Boleskin House

"Apart from my daily work, my chief preoccupation was to prepare for the Operation of the Sacred Magick.

 

The first essential is a house in a more or less secluded situation. There should be a door opening to the north from the room of which you make your oratory. Outside this door, you construct a terrace covered with fine river sand. This ends in a 'lodge' where the spirits may congregate. It would appear the simplest thing in the world for a man with forty thousand pounds, who is ready to spend every penny of it on the achievement of his purpose, to find a suitable house in very few weeks. But a magical house is as hard to find as a magical book is to publish. I scoured the country in vain. Not till the end of August 1899 did I find an estate which suited me. This was the manor of Boleskine and Abertarff, on the south-east side of Loch Ness, half way between Inverfarigag and Foyers. By paying twice as much as it was worth, I got it, gave up my flat and settled down at once to get everything in order for the great Operation, which one is told to begin at Easter.

Aleister Crowley (Oct. 12, 1875 – Dec. 1, 1947)
Aleister Crowley (Oct. 12, 1875 – Dec. 1, 1947)

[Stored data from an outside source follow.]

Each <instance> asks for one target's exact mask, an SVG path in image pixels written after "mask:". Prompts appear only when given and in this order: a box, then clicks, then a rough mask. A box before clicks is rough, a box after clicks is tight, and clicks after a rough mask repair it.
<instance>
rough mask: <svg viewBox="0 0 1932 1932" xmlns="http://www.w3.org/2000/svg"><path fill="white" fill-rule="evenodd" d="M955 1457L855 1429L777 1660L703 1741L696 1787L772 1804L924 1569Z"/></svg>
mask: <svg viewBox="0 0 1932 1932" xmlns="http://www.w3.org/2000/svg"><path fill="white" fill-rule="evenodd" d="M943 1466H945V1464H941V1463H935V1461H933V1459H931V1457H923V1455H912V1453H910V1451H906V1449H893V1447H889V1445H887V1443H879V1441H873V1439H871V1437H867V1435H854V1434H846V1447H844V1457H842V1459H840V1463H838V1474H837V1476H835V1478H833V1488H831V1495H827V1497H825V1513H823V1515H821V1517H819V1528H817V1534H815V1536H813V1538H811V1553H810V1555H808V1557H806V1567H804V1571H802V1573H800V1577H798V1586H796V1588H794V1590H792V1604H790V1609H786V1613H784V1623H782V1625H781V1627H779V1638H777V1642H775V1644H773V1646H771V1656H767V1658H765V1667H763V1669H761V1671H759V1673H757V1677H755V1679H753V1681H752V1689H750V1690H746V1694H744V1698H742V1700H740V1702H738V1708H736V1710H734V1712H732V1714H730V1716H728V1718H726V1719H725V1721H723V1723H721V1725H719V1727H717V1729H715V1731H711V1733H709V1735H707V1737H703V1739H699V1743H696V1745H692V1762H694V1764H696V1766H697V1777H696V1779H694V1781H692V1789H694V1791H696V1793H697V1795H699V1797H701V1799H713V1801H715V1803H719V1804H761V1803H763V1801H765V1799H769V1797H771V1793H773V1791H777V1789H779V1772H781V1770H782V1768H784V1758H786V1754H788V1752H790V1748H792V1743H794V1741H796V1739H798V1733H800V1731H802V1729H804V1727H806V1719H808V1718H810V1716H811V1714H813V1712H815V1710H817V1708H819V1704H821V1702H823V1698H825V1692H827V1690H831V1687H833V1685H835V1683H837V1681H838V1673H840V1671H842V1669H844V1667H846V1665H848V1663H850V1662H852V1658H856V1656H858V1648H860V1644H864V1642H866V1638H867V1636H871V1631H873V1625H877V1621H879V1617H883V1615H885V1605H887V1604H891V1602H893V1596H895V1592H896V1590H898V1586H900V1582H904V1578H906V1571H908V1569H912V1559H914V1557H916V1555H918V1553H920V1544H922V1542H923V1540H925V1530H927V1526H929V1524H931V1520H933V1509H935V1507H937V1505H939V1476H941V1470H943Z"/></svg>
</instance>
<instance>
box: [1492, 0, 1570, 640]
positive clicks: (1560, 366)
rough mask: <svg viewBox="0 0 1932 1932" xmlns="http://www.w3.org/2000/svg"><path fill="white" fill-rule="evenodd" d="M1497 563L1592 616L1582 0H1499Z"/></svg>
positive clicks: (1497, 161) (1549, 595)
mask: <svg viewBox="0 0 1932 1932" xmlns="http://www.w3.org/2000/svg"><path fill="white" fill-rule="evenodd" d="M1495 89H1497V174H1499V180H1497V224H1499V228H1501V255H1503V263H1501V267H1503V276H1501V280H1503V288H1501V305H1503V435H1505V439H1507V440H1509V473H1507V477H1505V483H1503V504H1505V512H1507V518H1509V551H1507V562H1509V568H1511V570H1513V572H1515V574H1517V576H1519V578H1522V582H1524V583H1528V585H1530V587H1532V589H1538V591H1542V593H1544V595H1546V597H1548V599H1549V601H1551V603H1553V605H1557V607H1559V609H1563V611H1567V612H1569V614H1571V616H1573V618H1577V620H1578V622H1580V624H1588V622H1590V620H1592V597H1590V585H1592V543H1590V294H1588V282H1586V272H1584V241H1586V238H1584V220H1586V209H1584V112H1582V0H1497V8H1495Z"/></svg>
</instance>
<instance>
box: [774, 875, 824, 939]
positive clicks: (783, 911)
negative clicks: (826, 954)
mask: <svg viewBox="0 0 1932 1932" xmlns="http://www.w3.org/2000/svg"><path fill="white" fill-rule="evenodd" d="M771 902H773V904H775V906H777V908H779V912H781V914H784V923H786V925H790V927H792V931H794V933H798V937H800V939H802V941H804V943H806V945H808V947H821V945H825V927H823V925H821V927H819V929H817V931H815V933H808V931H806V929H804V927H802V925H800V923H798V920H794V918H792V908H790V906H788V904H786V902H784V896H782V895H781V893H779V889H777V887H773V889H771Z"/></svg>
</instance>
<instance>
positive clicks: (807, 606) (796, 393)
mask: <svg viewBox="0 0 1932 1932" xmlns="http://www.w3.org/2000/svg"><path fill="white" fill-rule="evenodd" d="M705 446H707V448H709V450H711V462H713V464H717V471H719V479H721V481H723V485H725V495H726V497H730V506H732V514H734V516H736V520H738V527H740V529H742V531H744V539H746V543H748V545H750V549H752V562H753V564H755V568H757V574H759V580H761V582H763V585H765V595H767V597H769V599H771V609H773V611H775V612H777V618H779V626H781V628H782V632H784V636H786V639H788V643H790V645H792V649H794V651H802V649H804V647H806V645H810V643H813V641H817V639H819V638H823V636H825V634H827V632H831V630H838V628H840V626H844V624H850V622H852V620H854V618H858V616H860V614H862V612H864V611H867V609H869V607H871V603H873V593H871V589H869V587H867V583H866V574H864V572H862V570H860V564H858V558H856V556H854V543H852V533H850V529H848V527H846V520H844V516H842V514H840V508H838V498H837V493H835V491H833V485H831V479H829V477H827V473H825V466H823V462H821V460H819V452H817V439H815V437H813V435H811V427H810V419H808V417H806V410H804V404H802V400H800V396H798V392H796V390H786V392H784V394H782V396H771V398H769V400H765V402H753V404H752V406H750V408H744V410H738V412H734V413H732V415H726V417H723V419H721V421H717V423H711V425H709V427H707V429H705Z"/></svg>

The house is a long low building. I set apart the south-western half of my work. the largest room has a bow window and here I made my door and constructed the terrace and lodge. Inside the room I set up my oratory proper. This was a wooden structure, lined in part with the big mirrors which I bought from London." [1] - Aleister Crowley

 

The 'Operation' to which Aleister Crowley alludes can be found in The Book of The Sacred Magick of Abra-Melin the Mage and is a work to obtain an audience and conversation with one's Holy Guardian Angel. Some claim that Crowley was succesful in the Operation, some say he got board with the timely operation and failed, some claim that dark shadows now haunt the house and grounds since Crowleys conjurations whilst other claim he summoned up the Loch Ness Monster himself! Little did I know as I drove down General Wades Military road in the stop-start rain that I would have use for my own Guardian Angel in a few days time. Anyhow, the beast in the greasy depths of Loch Ness was occupying my thoughts rather than the Great Beast dead for fifty years plus.

 

The rain was mostly start as I pulled up just after the gates to Boleskine House. It was going to be a quick visit, a chance to take what would hopefully be a 'spooky' photograph through the trees of the house and a quick saunter around the buriel

ground opposite. I didn't want to hang about the house and disturb the occupants too much and add to the menagerie of weirdo's and freaks I'm sure they get from time to time. On the down side my final photograph of the house doesn't so much look 'spooky' as 'obscured.'

Rather than forboding and a lair of great evil, Boleskine, (the name Boleskine adds up to 418, the number of Aiwass, ABRAHADABRA, the Great Work), seemed pleasant and bright with its white walls and large windows; an altogether welcoming and warm place in perhaps one of the most beautiful locations one could wish for. Legend tells that there was once a church on the site which caught fire trapping the congregation inside and burning them all to death, this tale continues that there is an undeground passage that links the formerchurch/house to the buriel ground opposite.

 

Crowley considered Boleskin to be a Thelemic Kiblah, an Arabic word which refers to the direction of Mecca, the holiest shrine of Islam. It has a slightly different meaning in Thelema where it is identified with the east. Boleskine is mentioned in several rituals written by Crowley: 'Liber V vel Reguli,' The First Gesture: The Oath of the Enchantment, which is called The Elevenfold Seal, begins:

 

          The Animadversion towards the Aeon.
          Let the Magician, robed and armed as he may deem to be fit, turn his face towards Boleskine, that is the house of The Beast 666.
          Let him strike the battery 1-3-3-3-1
          Let him put the Thumb of his right hand between its index and medius, and make the gestures hereafter folowing. [2]

 

Boleskin House was built in the late Eighteenth Century on land acquired from the Church by the Honourable Archibald Fraser, a relative of Lieutenant General Simon Fraser, Lord Lovat at the time. The Honourable Archibald Fraser reputedly chose this site for a house in order to irritate Lord Lovat, whose lands surrounded the property, in retribution for Lord Lovat's support of the English during the Jacobite Rebellion of 1745. Recognised as a site of historic interest the burial ground holds several of the family graves and is notable for the remains of the original Chapel and Grave Watcher's Hut. The Grave Watcher was employed to prevent body snatchers from defiling the graves. The buriel ground today appears well maintained and peaceful although some areas are vandalised with badly written and punctuated graffiti by devotees of The Great Beast 666, ironic when Crowley in his younger days and in his own opinion considered himself to be a great poetic talent!

 

As is traditional with anything written on Boleskine House I'll conclude with the fact that Jimmy Page once owned the place, blah, blah and blah!

[1] Aleister Crowley: The Confessions of Aleister Crowley, (Arkana, UK, 1989) p184.
[2] Aleister Crowley: Magick, (Guild, UK, 1989) p411.